Le tango politico-militaire qui se joue à Bissau n’est pas si flou que ça : lorsqu’on observe la photo de famille des galonnés de l’armée posant hier au palais, aux côtés du nouveau premier ministre, Gomes Nabiam, promu par Umballo, pas besoin d’être grand analyste politique pour comprendre que malgré les assurances de la grande muette de rester républicaine, elle semble avoir choisi son camp.
Trônaient sur ce kaléidoscope, le chef d’état-major, le vice-chef d’état-major, les chefs d’état-major des armées de terre, de mer et l’air et le commandant de la garde nationale. C’est la même armée qui a sécurisé l’investiture d’Umballo Sissoko le 28 février dernier dans un hôtel de Bissau, une cérémonie où la présence de l’ancien chef d’état-major Antonio Indjal, toujours influent dans l’armée a été remarquée.

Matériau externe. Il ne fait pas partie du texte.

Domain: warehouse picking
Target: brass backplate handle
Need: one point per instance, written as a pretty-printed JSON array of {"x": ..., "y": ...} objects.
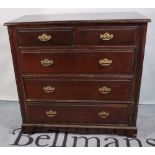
[
  {"x": 48, "y": 89},
  {"x": 106, "y": 36},
  {"x": 44, "y": 37},
  {"x": 46, "y": 62},
  {"x": 104, "y": 90},
  {"x": 105, "y": 62},
  {"x": 51, "y": 113},
  {"x": 103, "y": 114}
]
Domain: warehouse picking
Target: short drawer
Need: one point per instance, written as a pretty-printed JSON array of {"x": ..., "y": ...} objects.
[
  {"x": 76, "y": 89},
  {"x": 44, "y": 37},
  {"x": 113, "y": 35},
  {"x": 90, "y": 62},
  {"x": 98, "y": 114}
]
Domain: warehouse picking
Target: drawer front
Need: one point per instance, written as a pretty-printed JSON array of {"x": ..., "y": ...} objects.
[
  {"x": 114, "y": 35},
  {"x": 69, "y": 89},
  {"x": 44, "y": 37},
  {"x": 78, "y": 62},
  {"x": 108, "y": 114}
]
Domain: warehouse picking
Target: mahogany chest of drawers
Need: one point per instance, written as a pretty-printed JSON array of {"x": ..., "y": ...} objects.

«Le général des pauvres» qui est Umabblo Sissoko, bénéficie donc de l’esprit de corps de ses frères d’armes, ce sentiment cultivé lors de la formation, et des différentes épreuves militaires qui créent des liens insécables entre les soldats.
Que peut donc la CEDEAO face à ce volcan bissau-guinéen en démarrage ?
Le scénario burkinabè, des après oukases verbaux est envisageable, mais risque de ne pas produire grand résultat. Lorsque le 16 septembre 2015, le général Gilbert Diendéré a perpétré son coup d’Etat au Burkina Faso, la CEDEAO condamne, et dépêche 2 missi dominici de haut vol à Ouaga, les présidents macky Sall du Sénégal et Boni Yayi du Bénin. Ceux-ci tentent de diviser la poire en deux, en proposant un désarmement de l’ex-RSP, mais en laissant Diendéré continuer, car l’armée lui avait fait allégeance. Refus catégorique des populations et des garnisons militaires, et échec et mat pour la CEDEAO. On connait la suite.
Cette CEDEAO se retrouve piégée, et les scénarii ne sont pas légions pour dénouer le fil de l’écheveu bissauen. Que peut une éventuelle cavalerie de l’institution, qu’elle soit diplomatique ou militaire en Guinée-Bissau ?
Les présidents intéressés par ce dossier sont divisés. Macky Sall est le pygmalion, «le grand frère» d’Umballo, Denis Sassou N’Guesso, est son parrain… tandis que Alpha Condé et dans une moindre mesure Alassane Ouattara, n’ont pas une oreille attentive envers, ce nouveau pas encore homologue, véritable trublion du sérail des chefs d’Etat. Et militairement alors ?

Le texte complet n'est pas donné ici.